The function does k-fold cross validation for selecting best value of regularization parameter.

Usage

cv.nnlasso(x,y,family=c("binomial","normal","poisson"), k=5,nlambda=50,tau=1,plot=TRUE, errorbars=TRUE)

Arguments

x
x is matrix of order n x p where n is number of observations and p is number of predictor variables. Rows should represent observations and columns should represent predictor variables.
y
y is a vector of response variable of order n x 1.
family
family is either "normal" or "binomial" or "poisson".
k
Number of folds for cross validation. Default is k=5.
nlambda
Number of lambda values to be used for cross validation. Default is nlambda=50.
tau
Elastic net parameter, $0 \le \tau \le 1$ in elastic net penalty $\lambda{\tau|\beta|_1+(1-\tau)|\beta|_2^2}$. Default tau=1 corresponds to LASSO penalty.
plot
if TRUE, produces a plot of cross validated prediction mean squared errors/ deviances against lambda. Default is TRUE.
errorbars
If TRUE, error bars are drawn in the plot.
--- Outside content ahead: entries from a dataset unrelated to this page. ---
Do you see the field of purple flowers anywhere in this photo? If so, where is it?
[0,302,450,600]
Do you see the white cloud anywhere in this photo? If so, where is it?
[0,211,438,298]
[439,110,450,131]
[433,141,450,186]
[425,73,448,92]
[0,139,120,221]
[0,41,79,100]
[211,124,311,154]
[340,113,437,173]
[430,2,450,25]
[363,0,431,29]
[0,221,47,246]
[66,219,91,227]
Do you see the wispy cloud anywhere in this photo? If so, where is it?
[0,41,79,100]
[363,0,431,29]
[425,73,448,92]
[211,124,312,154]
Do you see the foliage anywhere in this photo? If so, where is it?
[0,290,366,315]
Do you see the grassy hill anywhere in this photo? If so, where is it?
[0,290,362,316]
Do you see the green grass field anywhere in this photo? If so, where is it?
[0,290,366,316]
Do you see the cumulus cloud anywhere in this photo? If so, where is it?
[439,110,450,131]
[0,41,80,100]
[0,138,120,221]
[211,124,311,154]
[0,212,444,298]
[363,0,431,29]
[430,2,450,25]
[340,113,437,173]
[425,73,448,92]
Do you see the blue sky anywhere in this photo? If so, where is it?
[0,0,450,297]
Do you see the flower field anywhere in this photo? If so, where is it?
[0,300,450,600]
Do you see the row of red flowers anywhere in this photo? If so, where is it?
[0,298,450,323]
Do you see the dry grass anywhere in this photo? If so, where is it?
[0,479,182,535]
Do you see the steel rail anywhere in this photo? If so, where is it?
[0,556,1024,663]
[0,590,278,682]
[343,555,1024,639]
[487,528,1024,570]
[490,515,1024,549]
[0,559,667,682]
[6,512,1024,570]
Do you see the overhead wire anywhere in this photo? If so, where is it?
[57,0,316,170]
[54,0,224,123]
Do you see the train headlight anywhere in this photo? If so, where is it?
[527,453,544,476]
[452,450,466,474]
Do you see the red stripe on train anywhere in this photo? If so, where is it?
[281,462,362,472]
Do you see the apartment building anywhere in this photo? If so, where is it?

Default is TRUE.

Value

lambda
Value of lambda for which average cross validation error is minimum
pmse
A vector of average cross validation errors for various lambda values
lambdas
A vector of lambda values used in cross validation
se
A vector containing standard errors of cross validation errors

References

Mandal, B.N. and Ma, J. (2016). L1 regularized multiplicative iterative path algorithm for non-negative generalized linear models.

Examples

Run this code
#normal family
data(car)
attach(car)
x=as.matrix(car[,1:10])
## Not run: cv.nnlasso(x,y,family="normal",k=5)
#binomial family with same data
## Not run: cv.nnlasso(x,y1,family="binomial",k=5)
detach(car)

#poisson family
x=matrix(rnorm(100*30),100,30)
y=sample(c(1:5),100,replace=TRUE)
## Not run: cv.nnlasso(x,y,family="poisson",k=5)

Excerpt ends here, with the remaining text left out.